All notices and other communications required or permitted hereunder shall be in writing and deemed sufficiently given if delivered by personal delivery, telegram, telecopy, expedited delivery service with proof of delivery, or by registered mail postage prepaid, at the addresses specified on page one of this Agreement, unless changed by written notice. Any such notice shall be deemed given at the time of delivery, or in the case of mail, upon the first attempted delivery. Copies of all notices sent to LICENSEE shall also be sent to NETWORK.

13. Governing Law

This Agreement shall be governed by and construed in accordance with the laws of the State of California, applicable to contracts entered into and fully performed therein. The parties agree that the State and Federal Courts located in California shall be the sole venue and have jurisdiction for settlement of all disputes arising hereunder.

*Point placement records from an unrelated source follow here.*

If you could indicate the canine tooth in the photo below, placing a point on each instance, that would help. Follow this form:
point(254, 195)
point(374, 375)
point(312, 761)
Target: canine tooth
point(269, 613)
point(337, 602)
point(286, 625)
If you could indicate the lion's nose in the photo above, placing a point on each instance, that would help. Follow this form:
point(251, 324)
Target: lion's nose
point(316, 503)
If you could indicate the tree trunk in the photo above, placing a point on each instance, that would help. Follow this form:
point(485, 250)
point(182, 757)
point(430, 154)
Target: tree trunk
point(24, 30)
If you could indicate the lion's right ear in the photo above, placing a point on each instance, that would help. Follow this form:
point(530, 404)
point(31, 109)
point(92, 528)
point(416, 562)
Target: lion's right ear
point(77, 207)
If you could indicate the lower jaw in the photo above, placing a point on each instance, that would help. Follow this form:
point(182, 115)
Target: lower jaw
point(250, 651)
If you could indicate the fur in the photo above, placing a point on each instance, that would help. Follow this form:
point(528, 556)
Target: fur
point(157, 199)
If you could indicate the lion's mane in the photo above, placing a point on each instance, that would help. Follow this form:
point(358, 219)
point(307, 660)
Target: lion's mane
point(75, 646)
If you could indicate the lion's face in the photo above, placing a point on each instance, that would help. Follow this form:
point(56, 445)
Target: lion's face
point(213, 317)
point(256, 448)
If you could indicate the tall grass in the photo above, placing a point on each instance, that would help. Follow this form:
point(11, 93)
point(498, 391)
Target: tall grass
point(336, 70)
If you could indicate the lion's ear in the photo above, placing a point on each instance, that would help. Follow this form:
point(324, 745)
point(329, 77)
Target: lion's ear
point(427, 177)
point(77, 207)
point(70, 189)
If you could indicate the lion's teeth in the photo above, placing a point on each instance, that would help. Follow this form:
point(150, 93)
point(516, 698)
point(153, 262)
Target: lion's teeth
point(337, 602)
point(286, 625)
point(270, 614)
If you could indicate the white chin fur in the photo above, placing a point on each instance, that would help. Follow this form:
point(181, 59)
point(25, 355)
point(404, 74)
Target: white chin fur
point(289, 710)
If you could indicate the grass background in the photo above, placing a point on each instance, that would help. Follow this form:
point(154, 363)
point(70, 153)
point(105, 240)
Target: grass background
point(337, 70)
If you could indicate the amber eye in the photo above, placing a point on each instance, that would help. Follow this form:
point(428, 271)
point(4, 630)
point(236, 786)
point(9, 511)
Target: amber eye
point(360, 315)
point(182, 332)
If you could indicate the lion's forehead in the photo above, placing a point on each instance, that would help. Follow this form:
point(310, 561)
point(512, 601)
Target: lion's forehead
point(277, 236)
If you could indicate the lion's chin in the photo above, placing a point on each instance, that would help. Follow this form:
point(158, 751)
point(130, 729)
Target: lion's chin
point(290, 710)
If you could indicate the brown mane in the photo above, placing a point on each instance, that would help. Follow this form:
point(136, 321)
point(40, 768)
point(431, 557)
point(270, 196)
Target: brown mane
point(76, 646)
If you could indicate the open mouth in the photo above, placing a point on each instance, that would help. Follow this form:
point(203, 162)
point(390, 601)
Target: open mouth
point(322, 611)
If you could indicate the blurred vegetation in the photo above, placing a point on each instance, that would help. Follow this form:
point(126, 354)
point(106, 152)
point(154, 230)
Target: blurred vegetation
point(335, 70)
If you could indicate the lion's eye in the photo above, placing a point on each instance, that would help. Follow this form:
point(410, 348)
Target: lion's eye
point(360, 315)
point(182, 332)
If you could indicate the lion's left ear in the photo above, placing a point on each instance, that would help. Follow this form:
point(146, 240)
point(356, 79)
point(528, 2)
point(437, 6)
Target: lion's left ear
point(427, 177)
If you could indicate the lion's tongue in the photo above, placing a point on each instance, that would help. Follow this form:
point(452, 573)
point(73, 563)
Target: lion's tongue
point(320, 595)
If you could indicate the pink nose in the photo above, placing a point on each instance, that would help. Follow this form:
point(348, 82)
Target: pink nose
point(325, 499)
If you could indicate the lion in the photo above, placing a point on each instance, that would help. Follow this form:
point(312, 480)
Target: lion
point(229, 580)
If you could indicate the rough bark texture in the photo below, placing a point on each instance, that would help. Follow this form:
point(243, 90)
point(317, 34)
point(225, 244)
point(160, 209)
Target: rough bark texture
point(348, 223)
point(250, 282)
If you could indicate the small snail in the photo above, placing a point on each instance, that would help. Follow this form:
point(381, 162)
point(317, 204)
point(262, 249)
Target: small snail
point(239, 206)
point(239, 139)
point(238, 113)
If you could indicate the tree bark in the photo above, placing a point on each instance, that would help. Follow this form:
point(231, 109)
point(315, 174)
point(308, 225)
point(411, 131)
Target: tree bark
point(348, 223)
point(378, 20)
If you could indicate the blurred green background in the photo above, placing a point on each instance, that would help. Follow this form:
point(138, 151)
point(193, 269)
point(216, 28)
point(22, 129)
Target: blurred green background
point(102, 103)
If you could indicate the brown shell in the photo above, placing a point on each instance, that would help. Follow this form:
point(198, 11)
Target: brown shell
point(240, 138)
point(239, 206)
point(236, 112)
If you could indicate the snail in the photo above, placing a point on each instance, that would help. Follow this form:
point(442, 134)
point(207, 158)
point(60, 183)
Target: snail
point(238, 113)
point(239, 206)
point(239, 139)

14. Independent Contractors

NETWORK(S) and LICENSEE(S) are independent contractors with respect to each other. Nothing contained herein shall create any association, partnership, joint venture, or agency relationship between the parties. LICENSEE shall not under any circumstances act as or represent itself as being in any such relationship with NETWORK other than that of independent contractor.

15. Survival

All representations, warranties, and indemnities contained herein shall survive execution and delivery of this Agreement and any expiration or termination hereof. Either party may terminate this Agreement with sixty (60) days written notice.

16. Modification, Severability & Waiver

This Agreement may not be altered, modified, or changed except in writing executed by the party against whom enforcement is sought. Waiver of any breach shall not be deemed a waiver of any subsequent breach. If any provision is determined to be illegal or unenforceable, the remaining provisions shall nevertheless remain effective and enforceable.

17. Counterparts

This Agreement may be executed in any number of counterparts, each deemed an original, and all together constituting one and the same instrument. Execution by fax or electronic signature shall be deemed valid and binding.

18. Entire Agreement

This Agreement contains the entire understanding between the parties and supersedes all prior agreements, written or oral, relating to the subject matter herein. There are no representations, agreements, or understandings not fully expressed herein.

Signatures

IN WITNESS WHEREOF, the parties have executed this Agreement as of the date first written above.

Agreed By:

By: ___________

By: ____________________
PJamilee Cooper CEO,

By: ___________
CoreLink Media Ent
www.CoreLink-Media.com

www.corelink-media.com

By: ___________________________
Name: ___________________________
Title: ___________________________
Company: ________________________
Contact: _________________________

Exhibit A

Fast Channels

AVOD
Series :
Movies :

Additional content may be included via addendum to this Agreement.